Lewis Andrews/ Landscapes
- Tamar Khelashvili
- 12 minutes ago
- 2 min read
Lewis’s work acts as a conduit between art and science. The supply of information from science fuels the production of visual material, which communicates the knowledge of a scientific endeavour. In short, Lewis’s work focuses on dealing with complex thoughts, ideas and facts within nature and science. Some explore those in which we seem to be overshadowed and overpowered in comparison by the vast distances, size or quantities. Others investigate moments of extreme power, creation and rebirth on a molecular scale or on a scale comparable to that of the universe. Questioning our relationships, place and role within the universe, environment and natural spaces.

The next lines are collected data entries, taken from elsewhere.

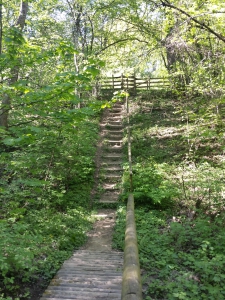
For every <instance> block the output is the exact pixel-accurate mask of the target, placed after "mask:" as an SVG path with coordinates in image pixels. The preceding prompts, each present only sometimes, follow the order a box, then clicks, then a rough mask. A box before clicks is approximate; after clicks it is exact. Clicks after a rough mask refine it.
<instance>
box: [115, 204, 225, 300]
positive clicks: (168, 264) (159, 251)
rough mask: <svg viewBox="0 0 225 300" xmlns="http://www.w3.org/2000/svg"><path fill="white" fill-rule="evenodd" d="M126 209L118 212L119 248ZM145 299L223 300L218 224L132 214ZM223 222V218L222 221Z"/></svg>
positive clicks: (221, 220) (204, 218)
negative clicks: (142, 273) (137, 249)
mask: <svg viewBox="0 0 225 300" xmlns="http://www.w3.org/2000/svg"><path fill="white" fill-rule="evenodd" d="M125 210H126V209H125V207H124V208H120V209H119V210H118V212H117V214H118V218H117V224H116V228H115V235H114V246H116V247H117V248H119V249H123V243H124V229H125ZM135 215H136V226H137V236H138V244H139V253H140V263H141V267H142V268H144V269H145V273H144V274H143V281H144V282H143V285H144V289H145V291H146V292H145V294H146V296H148V297H146V299H162V298H163V299H215V300H216V299H224V296H225V294H224V293H225V292H224V284H225V273H224V266H225V256H224V251H223V249H224V247H225V234H224V230H223V226H218V225H222V223H221V221H222V220H221V219H220V220H218V223H217V222H216V223H211V222H210V220H209V219H208V218H207V217H204V216H200V217H199V218H197V219H196V220H194V221H193V220H190V219H189V218H185V217H183V216H180V217H175V216H173V217H172V218H171V214H170V213H167V212H160V211H154V210H152V211H149V212H146V210H145V209H136V210H135ZM222 222H224V218H223V221H222Z"/></svg>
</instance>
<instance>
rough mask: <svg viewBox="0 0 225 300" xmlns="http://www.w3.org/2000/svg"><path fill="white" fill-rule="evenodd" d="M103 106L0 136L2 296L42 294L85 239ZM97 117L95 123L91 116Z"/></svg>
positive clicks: (0, 250) (1, 267)
mask: <svg viewBox="0 0 225 300" xmlns="http://www.w3.org/2000/svg"><path fill="white" fill-rule="evenodd" d="M98 119H99V110H97V111H96V113H92V114H91V116H90V117H89V116H84V117H83V118H82V119H80V120H79V124H78V125H76V121H75V122H72V120H71V123H62V122H60V121H59V122H56V121H55V123H54V125H53V124H51V127H48V126H47V124H46V126H44V125H43V126H42V125H39V126H35V127H32V126H26V127H23V128H21V130H20V129H19V128H17V130H16V131H15V132H13V133H12V132H8V133H6V135H5V138H4V139H2V140H1V145H0V147H1V149H2V150H4V151H2V152H1V156H0V168H1V174H0V175H1V178H0V192H1V200H0V203H1V204H0V207H1V208H0V299H7V300H9V299H20V300H22V299H32V300H34V299H39V297H40V296H39V295H40V294H41V292H42V291H43V289H44V288H45V287H46V285H48V283H49V280H50V279H51V278H52V277H53V276H54V274H55V273H56V271H57V270H58V269H59V268H60V266H61V264H62V262H63V261H64V260H66V259H67V258H68V257H69V256H71V254H72V251H73V250H74V249H77V248H78V247H80V246H81V245H82V244H83V243H84V242H85V241H86V232H87V230H89V229H90V227H91V226H92V222H93V221H94V220H93V219H92V217H91V212H90V209H89V204H90V192H91V188H92V185H93V182H94V181H93V178H94V171H95V165H94V156H95V151H96V146H95V145H96V143H97V138H98ZM90 120H91V122H90Z"/></svg>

The ‘Ancient Periphery’ series of photographic works focuses on the cliff faces around Flamborough Head, a promontory approximately 8 miles in length on the Yorkshire coast in the UK. Primarily composed of chalk, the rock was formed over millions of years out of ancient marine organisms. This chalk appears in horizontal zig-zag layers, upon which is a layer of glacial deposits laid down during the last ice age by glaciers 18,000 years ago. Slowly but surely, over thousands of years, the sea has been reclaiming the cliffs from which they originated, as ancient marine organisms of life millions of years ago were buried beneath the waves. Through erosion due to the wind, waves, and high water line, the chalk’s weak points have become exposed, carving out the cliff faces, channels, caves, and jagged rock visually explored within the photographs. Standing upon the edge of the cliffs or beneath them as they touch the sea, there is a periphery between the land that has formed as a result of the sea over millions of years and the sea reclaiming them over thousands of years of erosion.